From this small tome, we have the following information:
- She was simply known as Auðr.
- Her father was a man of great importance in Norway, which she called her homeland. Even though hersir (‘lord’) is a title only men could hold, it implies that Ketill’s children belonged to a higher social class in Norway.
- According to Ari, she was one of the foremost first settlers of Iceland. She claimed land in the West of Iceland, a region known as Breiðafjörður.
- Towards the end of the narrative, we are told that she was married to Óláfr hvíti (‘the white’) and together they had one son, Þorsteinn rauði (‘the red’).

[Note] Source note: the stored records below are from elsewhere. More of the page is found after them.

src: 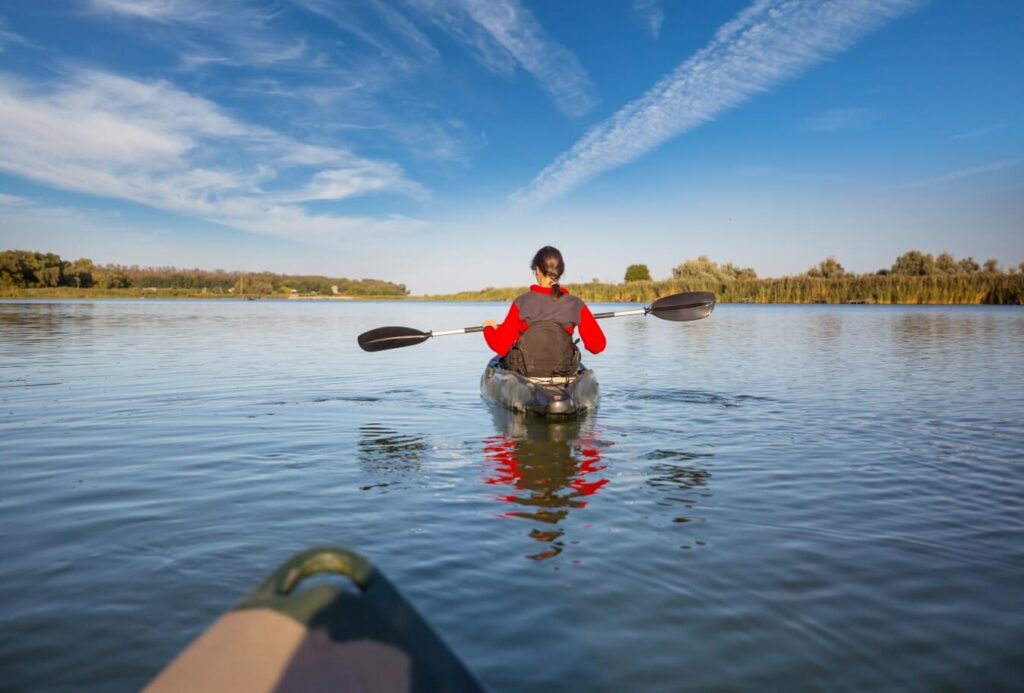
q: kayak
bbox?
[480,356,599,417]
[145,547,483,693]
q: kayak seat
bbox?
[504,320,580,378]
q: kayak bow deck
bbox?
[480,356,599,417]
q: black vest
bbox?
[505,320,580,378]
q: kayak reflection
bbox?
[483,406,608,561]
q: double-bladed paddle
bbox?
[358,291,715,351]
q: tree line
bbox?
[0,250,409,297]
[431,251,1024,305]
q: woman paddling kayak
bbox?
[483,246,605,378]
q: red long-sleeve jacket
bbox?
[483,285,605,356]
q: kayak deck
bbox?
[145,547,483,693]
[480,356,599,417]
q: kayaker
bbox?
[483,246,605,376]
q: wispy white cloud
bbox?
[949,124,1002,142]
[89,0,217,24]
[309,0,597,117]
[0,16,31,53]
[0,71,427,236]
[633,0,665,39]
[0,192,32,207]
[803,107,880,132]
[461,0,597,117]
[903,159,1024,187]
[511,0,920,207]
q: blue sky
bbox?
[0,0,1024,294]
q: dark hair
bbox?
[529,246,565,300]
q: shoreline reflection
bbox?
[483,406,609,561]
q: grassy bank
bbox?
[422,272,1024,305]
[0,287,404,301]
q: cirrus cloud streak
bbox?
[510,0,920,208]
[0,71,428,237]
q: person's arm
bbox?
[483,303,524,356]
[580,306,606,354]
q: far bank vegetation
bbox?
[0,250,409,298]
[430,250,1024,305]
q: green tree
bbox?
[956,257,981,274]
[99,267,132,289]
[807,257,849,279]
[892,250,935,276]
[626,265,650,281]
[935,251,959,274]
[63,258,95,289]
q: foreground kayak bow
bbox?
[146,547,482,693]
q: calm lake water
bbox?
[0,300,1024,691]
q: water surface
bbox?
[0,301,1024,691]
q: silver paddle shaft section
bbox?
[594,308,650,319]
[430,326,483,337]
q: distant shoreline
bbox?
[0,273,1024,305]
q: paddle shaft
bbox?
[358,292,715,351]
[430,303,703,337]
[430,324,483,337]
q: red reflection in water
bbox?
[483,416,609,560]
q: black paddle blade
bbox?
[357,328,430,351]
[647,291,715,322]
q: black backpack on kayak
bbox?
[505,320,580,378]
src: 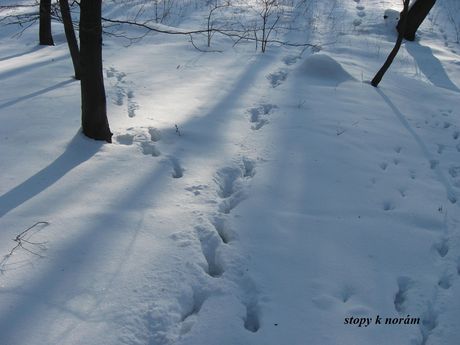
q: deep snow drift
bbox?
[0,0,460,345]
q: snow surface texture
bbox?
[0,0,460,345]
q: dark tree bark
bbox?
[38,0,54,46]
[371,0,410,87]
[59,0,81,80]
[396,0,436,41]
[80,0,112,143]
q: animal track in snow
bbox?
[214,158,255,214]
[106,67,139,117]
[283,55,300,66]
[248,104,278,130]
[243,157,256,177]
[195,226,224,277]
[185,184,208,195]
[214,167,242,198]
[127,90,139,117]
[438,272,452,290]
[436,144,446,155]
[141,141,161,157]
[169,157,185,178]
[420,305,438,345]
[211,217,235,244]
[394,276,412,313]
[115,127,161,157]
[382,200,395,211]
[219,191,246,214]
[244,301,260,333]
[267,70,288,88]
[115,133,134,145]
[434,239,449,258]
[398,187,407,198]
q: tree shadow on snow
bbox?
[406,42,460,92]
[0,79,75,109]
[0,132,103,217]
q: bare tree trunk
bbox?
[80,0,112,143]
[396,0,436,41]
[371,0,410,87]
[59,0,81,80]
[38,0,54,46]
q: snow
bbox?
[0,0,460,345]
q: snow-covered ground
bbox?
[0,0,460,345]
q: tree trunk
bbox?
[38,0,54,46]
[80,0,112,143]
[371,0,410,87]
[396,0,436,41]
[59,0,81,80]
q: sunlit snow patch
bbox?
[299,53,354,86]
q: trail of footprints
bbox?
[373,110,460,345]
[106,67,139,117]
[182,56,306,333]
[171,158,260,336]
[115,127,185,178]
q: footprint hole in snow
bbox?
[383,200,395,211]
[195,226,225,278]
[211,217,233,244]
[244,302,260,333]
[214,167,242,199]
[434,239,449,258]
[438,273,452,290]
[393,276,412,313]
[115,134,134,145]
[149,127,161,142]
[243,157,256,177]
[170,158,185,178]
[141,141,161,157]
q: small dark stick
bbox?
[371,0,410,87]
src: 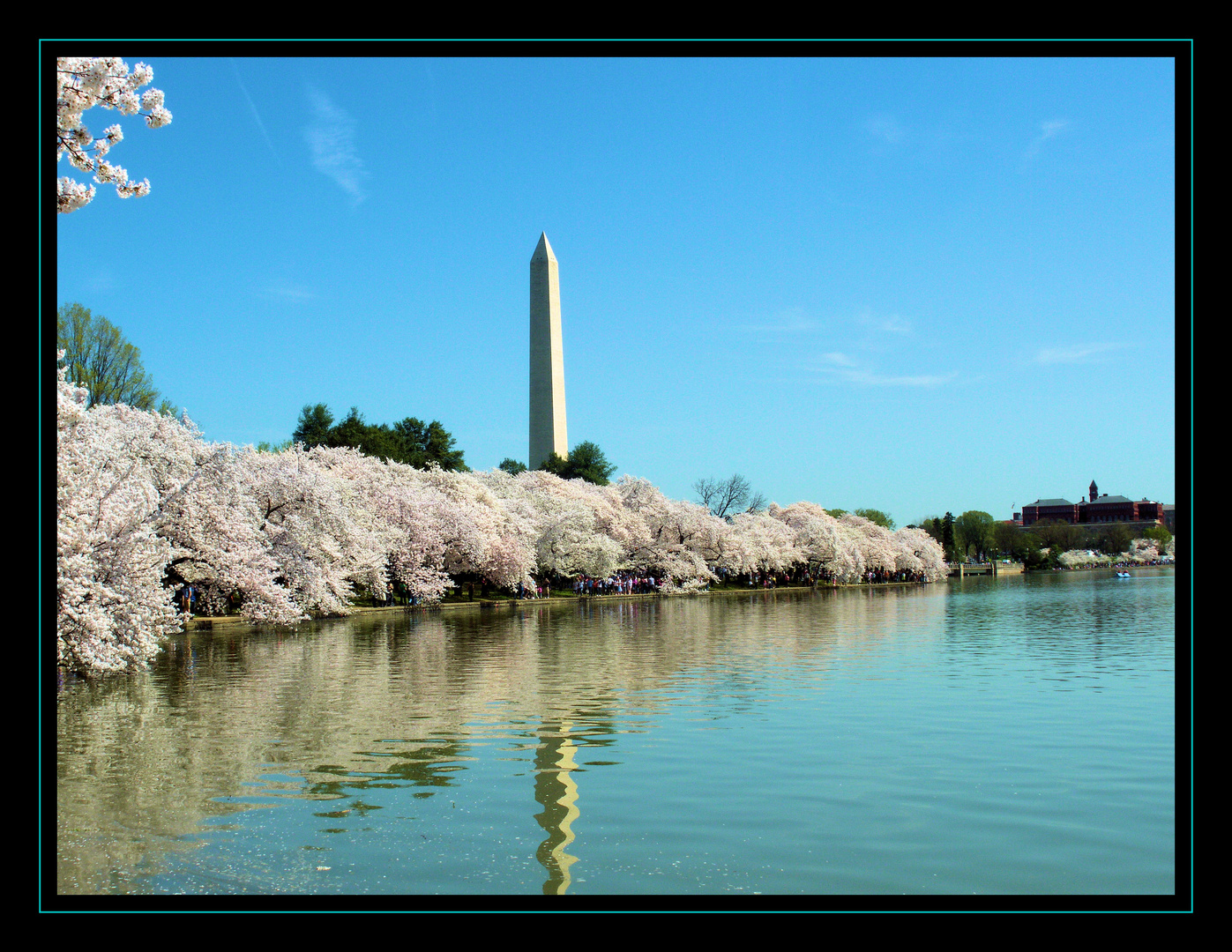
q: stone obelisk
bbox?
[526,234,569,469]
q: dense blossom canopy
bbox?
[56,357,946,673]
[56,56,171,214]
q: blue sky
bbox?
[48,53,1189,524]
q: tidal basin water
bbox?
[56,569,1176,896]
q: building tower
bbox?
[526,233,569,469]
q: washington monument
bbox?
[526,233,569,469]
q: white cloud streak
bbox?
[1034,342,1129,363]
[304,90,369,205]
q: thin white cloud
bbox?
[747,308,819,334]
[261,285,317,301]
[1034,342,1129,363]
[816,351,959,387]
[857,314,912,336]
[304,90,369,205]
[232,59,282,165]
[1024,120,1070,159]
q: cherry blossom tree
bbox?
[56,56,171,214]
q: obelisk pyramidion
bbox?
[526,233,569,469]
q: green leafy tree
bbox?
[1095,522,1133,555]
[953,509,997,557]
[919,516,941,546]
[1142,526,1172,552]
[291,403,334,450]
[993,522,1027,562]
[291,403,469,473]
[56,304,166,413]
[540,441,616,487]
[393,416,471,473]
[855,509,897,531]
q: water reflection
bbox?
[534,720,581,896]
[56,579,1172,894]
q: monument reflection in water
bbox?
[56,570,1176,894]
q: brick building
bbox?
[1023,479,1164,528]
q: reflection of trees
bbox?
[56,589,944,892]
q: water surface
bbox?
[56,569,1176,896]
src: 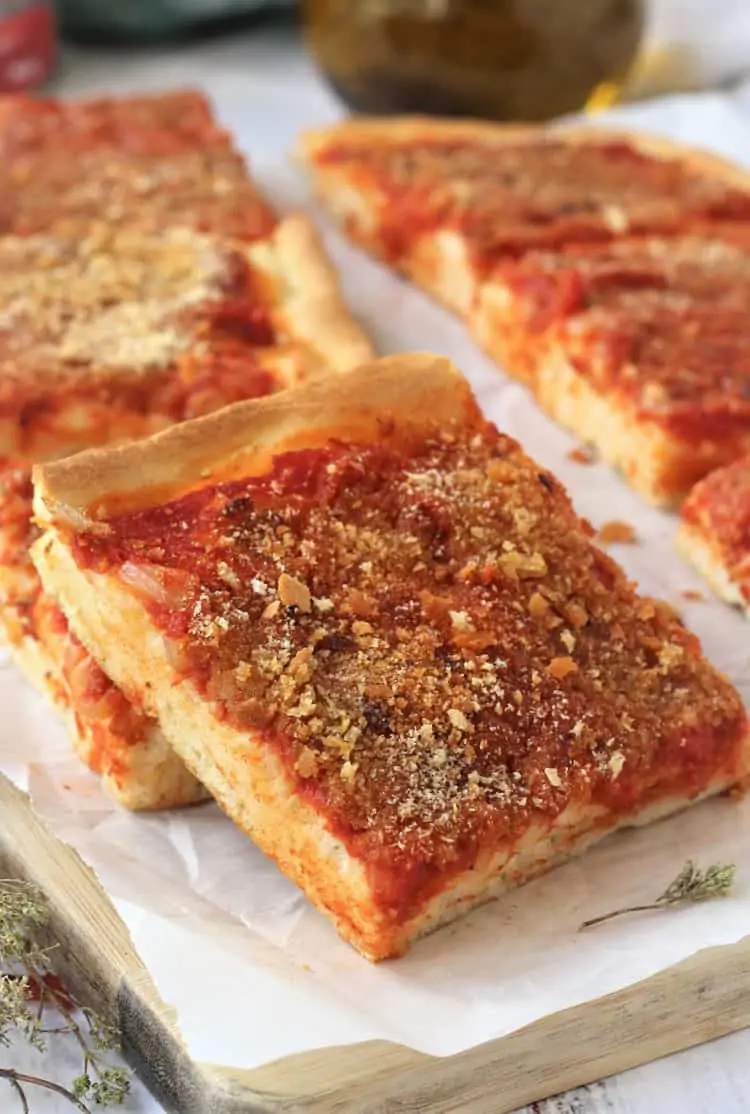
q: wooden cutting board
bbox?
[0,776,750,1114]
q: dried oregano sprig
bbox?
[0,880,130,1114]
[579,859,737,929]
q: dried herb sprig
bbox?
[0,880,130,1114]
[578,859,737,931]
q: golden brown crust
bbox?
[33,353,468,526]
[675,456,750,614]
[674,521,750,616]
[35,356,748,958]
[469,237,750,506]
[246,214,374,374]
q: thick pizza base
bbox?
[33,356,750,959]
[35,536,746,960]
[298,116,750,315]
[0,215,372,462]
[0,616,210,812]
[469,305,750,508]
[674,522,750,615]
[299,117,750,507]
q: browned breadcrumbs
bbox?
[75,427,744,868]
[567,446,596,465]
[596,519,639,546]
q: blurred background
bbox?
[0,0,750,120]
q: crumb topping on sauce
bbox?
[0,224,276,446]
[0,94,275,241]
[315,138,750,264]
[496,235,750,439]
[74,426,744,869]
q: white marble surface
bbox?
[0,17,750,1114]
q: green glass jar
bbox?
[303,0,643,120]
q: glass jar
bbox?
[303,0,643,120]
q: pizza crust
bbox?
[245,214,373,374]
[674,521,750,616]
[470,305,750,508]
[33,353,468,530]
[33,355,750,960]
[22,535,750,961]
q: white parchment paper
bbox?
[0,86,750,1068]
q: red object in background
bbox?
[0,0,57,92]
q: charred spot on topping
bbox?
[224,495,253,518]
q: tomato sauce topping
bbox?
[682,456,750,603]
[0,94,275,241]
[496,227,750,440]
[0,225,280,453]
[68,427,746,911]
[316,138,750,268]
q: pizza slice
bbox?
[0,91,275,241]
[301,117,750,313]
[0,94,371,808]
[470,232,750,506]
[33,355,750,959]
[0,217,371,808]
[0,467,208,810]
[676,456,750,614]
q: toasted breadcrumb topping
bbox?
[315,134,750,264]
[75,427,744,869]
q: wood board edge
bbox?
[0,776,750,1114]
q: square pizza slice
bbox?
[0,86,371,808]
[0,466,208,810]
[301,117,750,313]
[676,456,750,614]
[0,217,371,809]
[0,91,275,241]
[470,232,750,505]
[33,354,750,959]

But … should we take Ari’s information on Auðr at face value? After all, he was her eight-times-great-grandson. So, he might at least have been prepossessed in favor of Auðr.
In the centuries to follow, these facts were elaborated on and developed into rich narratives that still hold our interest to this very day. In some of these stories, like for example Laxdæla saga, Auðr – known as Unnr here – is a magnificent matriarch who leads her family, followers and thralls to the safe shores of Iceland. In Laxdæla saga, she is buried in a ship in a mound, a burial fit for a pagan queen. In other sources such as Eiríks saga rauða, she is a devout Christian who says her daily prayers at Krosshólar (‘Crosshills’). It is in these later medieval sources that Auðr is attributed the nickname djúpúðga (‘deep-minded’), which later changes to djúpauðga (‘deeply-wealthy’).
From the sixteenth century onwards, these medieval stories in their turn served as sources of inspiration for new tales about Auðr, who were first transmitted orally and later written down on paper. Through these, a prayer attributed to her and a folk legend about Auðr warding off the evil influence of a woman called Gullbrá, even from beyond the grave, ‘survived’.
In the eighteenth century some of these narratives were put to print for the very first time. And through this new medium, Auðr’s was being retold, but also reinvented as she inspired new generations of authors to elaborate on and add to her story. Trilogies, children’s books, poems, metrical romances, songs and theatre plays in which she features or plays the leading role suggests that Auðr and her story were extremely popular first in Iceland and beyond throughout the ages.
Who the historical Auðr was, does not really matter in the end. What matters is that she was remarkable enough to be remembered for over more than a 1000 years.
And, on that note, I would like to wish all of you a sparkling start of the New Year!
 Jakob Benediktsson, ed., Íslendingabók. Landnámabók, Íslenzk Fornrit 1 (Reykjavík: Hið Íslenzka Fornritafélag, 1936), 6. My translation.